A fruit as delicately fragrant as this should really be eaten on its own - not messed about, cut up, mixed into fruit salads or otherwise compromised. The skin is thin and easily removed. The seeds are not attached to the fleshy aril which yields to gentle pressure of teeth and tongue.

Dried longan : Longans and lychees are both sold dried. Their skin, even more brittle when dried surrounds a shrunken fruit which is dark, sweet and slightly smoky in flavor and resembles a round raisin. Sometimes sold minus the seeds, compressed into a cake, in small, expensive packets.

Dried longans are simmered with black sticky rice in a Nyonya version of rice pudding, or eaten as a snack like any dried fruit. They are boiled in water to make cool drinks, floating in lightly sweetened liquid together with finely shredded agar-agar jelly, barley, white fungus, water chestnuts, Chinese red dates and crushed ice.

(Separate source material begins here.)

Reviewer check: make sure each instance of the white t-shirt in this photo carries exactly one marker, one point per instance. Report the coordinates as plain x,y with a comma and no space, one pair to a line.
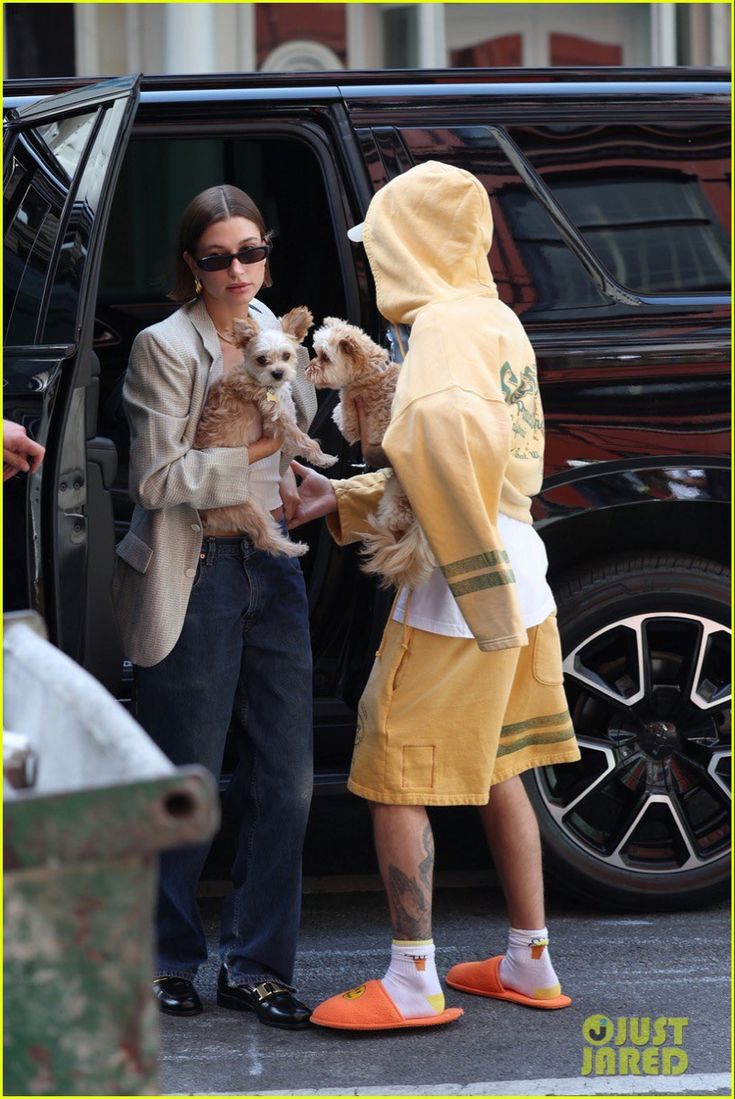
434,609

Purchasing and storing : When purchasing longans, try to buy those still attached to stems. They are usually sold in twiggy bunches. When the fruit fall off after a few days they are gathered into bags, sold by weight, and by this stage are not as fresh as they once were, but can still be very nice if they are sound. Make sure the skins are not cracked and that they have no moist spots on them. They should be stored in a cool place and eaten within a day or two.

Out of season, purchase longans in cans. They are one of the few tropical fruits that tolerate canning without losing too much of their flavor and texture. In this form they are delicious with almond jelly, or as part of a fruit medley served in a small watermelon shell offering balls of honeydew, watermelon and longans. Do not include rockmelon (cantaloupe), which would be too strong-flavored and drown out the rest.